Getting home seemed to them just now as the last thing in the world that a fellow would care to do. What was the use in getting home when a person could run along paths bordered with trim huckleberry bushes, or rest on a stone where lichen had woven a pale green lace? There were partridge berries peeping up between dark green leaves; here was tender wintergreen; yonder the “sweet buds” were coming out, weighting the air with their fruity odor. Dear me, why should anybody go home?

There was an eagle hanging over the valley, strong, and calm, and sure. Three buzzards sat on a blasted pine and shook their evil heads; a king snake gave them a chase and got away from them in spite of their best endeavors. And still the little path went on and on. It passed by a deserted house, where the bats hung from the roof. It wound by wooded hills and fields that once had been tilled, but had perhaps proved too unfertile, and so been left; it crept on up the farther mountain,—the unknown mountain—and still coaxed, and lured, and solicited; and the boys kept on.

Their brown, dusty feet had grown weary and their throats were dry when at length they came upon a cabin. They weren’t sure at first whether it was lived in or not. The heavy shutters—there were no windows—were closed, but the door stood slightly ajar. The chimney, which was made of field stone held together with the red clay of the field, blossomed like a garden with ferns and vines. The yard was bare of grass, but the old stone wall round about it was overgrown with green things, though it was still so early in the year, and the myrtle and mimosa showed their green beside that of the laurel and rhododendron. There was a small well with a sweep, and on the bench lay a broken gourd which had been used as a drinking cup. But over the place was the deepest silence, save for one early bee which made a cheerful buzzing, and seemed to fairly boom, so still was the place.

“I say,” whispered Hi, “don’t it look spooky?”

“Maybe a hermit lives here,” Jim suggested.

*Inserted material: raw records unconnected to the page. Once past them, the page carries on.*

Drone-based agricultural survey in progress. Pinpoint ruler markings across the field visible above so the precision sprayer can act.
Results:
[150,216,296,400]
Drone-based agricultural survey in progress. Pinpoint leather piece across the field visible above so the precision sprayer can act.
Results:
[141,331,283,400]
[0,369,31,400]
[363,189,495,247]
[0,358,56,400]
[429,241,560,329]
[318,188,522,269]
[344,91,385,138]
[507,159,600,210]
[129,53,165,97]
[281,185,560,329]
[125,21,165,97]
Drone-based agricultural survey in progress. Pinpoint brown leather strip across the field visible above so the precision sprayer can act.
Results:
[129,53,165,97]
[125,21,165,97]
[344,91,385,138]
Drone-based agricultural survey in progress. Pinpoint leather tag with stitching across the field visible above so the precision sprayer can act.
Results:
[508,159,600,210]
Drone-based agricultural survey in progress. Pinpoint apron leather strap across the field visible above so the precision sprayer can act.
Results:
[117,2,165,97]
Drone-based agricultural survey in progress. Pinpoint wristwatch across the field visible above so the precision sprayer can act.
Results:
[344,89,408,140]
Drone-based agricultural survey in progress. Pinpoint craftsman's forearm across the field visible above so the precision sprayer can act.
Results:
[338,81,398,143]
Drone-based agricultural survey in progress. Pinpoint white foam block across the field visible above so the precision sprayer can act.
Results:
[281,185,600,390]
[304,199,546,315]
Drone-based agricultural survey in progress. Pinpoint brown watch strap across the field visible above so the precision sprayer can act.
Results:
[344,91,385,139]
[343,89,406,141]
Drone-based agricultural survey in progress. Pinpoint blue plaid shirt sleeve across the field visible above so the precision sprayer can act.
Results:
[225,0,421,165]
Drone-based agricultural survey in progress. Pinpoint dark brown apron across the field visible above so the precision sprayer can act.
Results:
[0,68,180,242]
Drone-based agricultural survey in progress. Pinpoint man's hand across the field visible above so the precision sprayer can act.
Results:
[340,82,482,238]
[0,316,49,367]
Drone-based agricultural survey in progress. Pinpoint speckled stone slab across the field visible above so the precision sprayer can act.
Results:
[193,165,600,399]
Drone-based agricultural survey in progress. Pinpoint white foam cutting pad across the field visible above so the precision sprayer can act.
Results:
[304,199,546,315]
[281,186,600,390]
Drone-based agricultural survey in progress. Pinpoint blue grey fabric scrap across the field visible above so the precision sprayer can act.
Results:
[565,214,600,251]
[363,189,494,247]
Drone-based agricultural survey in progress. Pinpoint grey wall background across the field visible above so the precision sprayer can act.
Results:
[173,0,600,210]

“Or a skelington,” added Hi.

It was Hi who had the courage to push back the warped door and look in. Jim was a few feet behind him and he never forgot the yell of horror that came from Hi’s throat, a yell that had fear in it, fear for the next second’s happening. Jim heard a swishing and a hissing, and he knew. Neither formed the word “rattlers!” on their frozen tongues. Hi tried to leap backward and fell over a stub of a bush and lay prone. Jim seized his arm and dragged him along for a dozen feet, and even in the rush they could hear their hearts beating frantically. That swishing and hissing kept up. It seemed to grow louder. Hi turned himself and got on his feet like a monkey. They both ran without looking behind. And after they had started and had got away from the real danger, they began to fear imaginary evils. Panic was on them. With their blistered bare feet they sped on and on, taking no note of where they were going. Their throats, which had been dry to start with, became like paper. Their eyes bulged from their heads. They had started out great heroes, but they had undergone a transformation and were two terribly frightened and tired little boys.

Even as they sank exhausted beneath a pine tree they looked about them shudderingly for snakes, but seeing none they lay there and gasped, their hearts straining in their sides. Then, as their panting ceased, a soft noise struck their ears. It sounded very familiar, and yet in their utter bewilderment they could not at first tell what it was. The meaning penetrated first to Jim.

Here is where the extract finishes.